Against this background, CropEnergies will continue to carefully evaluate whether it will be possible to maintain the current capacity utilization of its plants from January 2023 onwards. The particular focus will be on the Ensus plant in Wilton, UK, as increased prices for natural gas and power are putting severe pressure on this plant’s profitability. The plant has an annual production capacity of 400,000 cubic meters renewable ethanol, 350,000 tonnes of dried animal feed and up to 250,000 tonnes of biogenic CO2. Within the coming weeks, management will closely monitor the energy, grain and ethanol markets and decide whether capacity adjustments or even a temporary shutdown of individual plants will be necessary. At the same time, CropEnergies calls on politicians to support companies with energy-intense production and to ensure a level playing field on the European ethanol market.  

 

CropEnergies confirms its outlook for the current financial year 2022/23, however, and continues to expect an operating profit of EUR 215 to EUR 265 (previous year: EUR 127) million at revenues of EUR 1.47 to EUR 1.57 (previous year: EUR 1.08) billion.

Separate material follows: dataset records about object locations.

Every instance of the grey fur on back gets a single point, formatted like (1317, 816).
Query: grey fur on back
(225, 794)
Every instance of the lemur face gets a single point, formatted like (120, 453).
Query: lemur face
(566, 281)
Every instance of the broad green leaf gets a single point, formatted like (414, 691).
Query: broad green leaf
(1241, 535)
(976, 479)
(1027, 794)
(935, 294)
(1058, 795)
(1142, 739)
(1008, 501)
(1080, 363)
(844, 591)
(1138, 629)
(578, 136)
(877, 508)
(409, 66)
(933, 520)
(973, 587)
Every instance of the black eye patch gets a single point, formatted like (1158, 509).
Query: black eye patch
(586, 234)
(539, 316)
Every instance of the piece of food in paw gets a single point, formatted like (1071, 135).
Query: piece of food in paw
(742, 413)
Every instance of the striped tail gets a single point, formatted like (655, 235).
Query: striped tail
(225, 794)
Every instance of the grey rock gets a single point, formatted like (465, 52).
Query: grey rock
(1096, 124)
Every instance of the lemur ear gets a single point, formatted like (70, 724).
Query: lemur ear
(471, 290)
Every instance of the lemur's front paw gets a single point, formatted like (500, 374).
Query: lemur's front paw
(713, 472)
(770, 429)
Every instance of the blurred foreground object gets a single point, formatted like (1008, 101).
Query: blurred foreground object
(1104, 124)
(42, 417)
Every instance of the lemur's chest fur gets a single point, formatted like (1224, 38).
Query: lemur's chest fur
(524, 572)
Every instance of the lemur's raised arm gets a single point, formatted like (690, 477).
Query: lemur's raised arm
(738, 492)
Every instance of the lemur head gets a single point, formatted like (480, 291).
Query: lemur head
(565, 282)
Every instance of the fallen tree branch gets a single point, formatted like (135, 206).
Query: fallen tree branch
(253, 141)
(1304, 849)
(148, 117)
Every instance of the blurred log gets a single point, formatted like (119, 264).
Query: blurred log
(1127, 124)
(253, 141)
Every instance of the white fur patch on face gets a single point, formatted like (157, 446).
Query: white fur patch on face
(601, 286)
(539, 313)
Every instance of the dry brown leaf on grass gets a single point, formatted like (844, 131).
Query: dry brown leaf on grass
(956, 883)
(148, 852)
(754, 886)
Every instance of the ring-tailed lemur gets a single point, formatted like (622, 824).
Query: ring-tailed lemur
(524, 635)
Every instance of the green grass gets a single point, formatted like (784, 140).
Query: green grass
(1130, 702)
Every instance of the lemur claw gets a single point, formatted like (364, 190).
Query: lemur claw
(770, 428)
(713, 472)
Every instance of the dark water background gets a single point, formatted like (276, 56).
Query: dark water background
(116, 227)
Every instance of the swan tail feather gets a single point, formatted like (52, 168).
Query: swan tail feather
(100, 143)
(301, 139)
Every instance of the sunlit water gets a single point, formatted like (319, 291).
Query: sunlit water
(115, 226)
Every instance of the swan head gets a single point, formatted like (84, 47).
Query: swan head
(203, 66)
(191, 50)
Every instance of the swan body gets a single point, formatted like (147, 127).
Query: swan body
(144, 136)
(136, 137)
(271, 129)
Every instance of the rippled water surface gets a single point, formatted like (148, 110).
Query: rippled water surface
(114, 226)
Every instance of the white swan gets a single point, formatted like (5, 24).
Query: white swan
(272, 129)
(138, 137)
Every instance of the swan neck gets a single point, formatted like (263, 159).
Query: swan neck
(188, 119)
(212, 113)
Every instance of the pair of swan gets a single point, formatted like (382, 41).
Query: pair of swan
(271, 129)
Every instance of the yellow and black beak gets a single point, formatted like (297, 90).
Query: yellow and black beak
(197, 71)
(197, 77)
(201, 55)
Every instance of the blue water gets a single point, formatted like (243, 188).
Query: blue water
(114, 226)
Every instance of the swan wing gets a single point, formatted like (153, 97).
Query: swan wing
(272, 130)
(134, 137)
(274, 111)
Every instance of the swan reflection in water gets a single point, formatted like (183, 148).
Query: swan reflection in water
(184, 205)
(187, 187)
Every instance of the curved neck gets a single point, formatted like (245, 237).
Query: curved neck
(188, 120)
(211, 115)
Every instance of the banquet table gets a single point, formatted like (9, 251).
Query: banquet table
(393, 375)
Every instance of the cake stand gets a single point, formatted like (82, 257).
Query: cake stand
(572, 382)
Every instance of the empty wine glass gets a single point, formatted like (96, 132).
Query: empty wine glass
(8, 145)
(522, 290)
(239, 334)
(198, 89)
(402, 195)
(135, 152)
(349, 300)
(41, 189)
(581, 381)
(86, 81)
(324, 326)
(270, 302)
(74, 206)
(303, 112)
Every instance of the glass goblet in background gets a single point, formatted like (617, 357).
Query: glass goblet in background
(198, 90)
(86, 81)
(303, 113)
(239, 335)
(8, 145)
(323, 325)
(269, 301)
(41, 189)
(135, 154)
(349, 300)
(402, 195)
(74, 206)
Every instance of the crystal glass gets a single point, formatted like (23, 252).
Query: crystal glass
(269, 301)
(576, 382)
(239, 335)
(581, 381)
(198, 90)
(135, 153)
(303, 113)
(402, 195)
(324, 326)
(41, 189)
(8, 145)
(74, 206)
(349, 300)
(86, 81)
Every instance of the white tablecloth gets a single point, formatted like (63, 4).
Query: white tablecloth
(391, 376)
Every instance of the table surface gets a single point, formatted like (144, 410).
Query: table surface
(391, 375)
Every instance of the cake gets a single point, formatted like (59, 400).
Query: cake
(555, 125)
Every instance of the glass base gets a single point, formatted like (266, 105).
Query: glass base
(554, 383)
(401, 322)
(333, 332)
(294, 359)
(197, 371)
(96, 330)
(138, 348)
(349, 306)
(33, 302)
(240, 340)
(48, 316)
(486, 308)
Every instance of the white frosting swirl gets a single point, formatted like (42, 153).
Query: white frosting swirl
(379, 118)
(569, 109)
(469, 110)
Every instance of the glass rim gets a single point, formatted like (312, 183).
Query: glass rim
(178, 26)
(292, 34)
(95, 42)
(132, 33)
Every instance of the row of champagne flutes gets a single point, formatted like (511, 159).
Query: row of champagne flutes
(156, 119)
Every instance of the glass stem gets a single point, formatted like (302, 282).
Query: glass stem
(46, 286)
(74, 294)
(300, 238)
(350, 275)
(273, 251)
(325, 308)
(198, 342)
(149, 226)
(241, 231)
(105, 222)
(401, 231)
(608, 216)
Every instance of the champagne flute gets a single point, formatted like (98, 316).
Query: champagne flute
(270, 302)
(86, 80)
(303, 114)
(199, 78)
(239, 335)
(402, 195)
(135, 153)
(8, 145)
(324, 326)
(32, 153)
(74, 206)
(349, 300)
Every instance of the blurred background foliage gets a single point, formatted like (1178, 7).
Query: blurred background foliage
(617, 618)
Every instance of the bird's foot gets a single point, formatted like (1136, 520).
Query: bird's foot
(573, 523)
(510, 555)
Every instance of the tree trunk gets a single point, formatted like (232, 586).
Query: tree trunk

This corresponds to an EBITDA of EUR 255 to EUR 305 (previous year: EUR 169) million.  

 

The outlook is based on the assumption of a continued normalised mobility behaviour. However, the effects of the Ukraine war remain difficult to assess. From today's perspective, CropEnergies generally assumes that sufficient raw materials will be available for the production of renewable ethanol as well as food and animal feed products. However, the further availability and price development on the energy markets are difficult to predict at the current time and against the background of political developments. Furthermore, it is expected that the EU member states will essentially maintain their blending targets for biofuels and that this will continue to enable high capacity utilisation. In addition, CropEnergies assumes that the – compared to the previous year – higher energy and raw material costs can continue to be at least partially offset by higher sales prices for ethanol and for food and animal feed products in the further course of the financial year.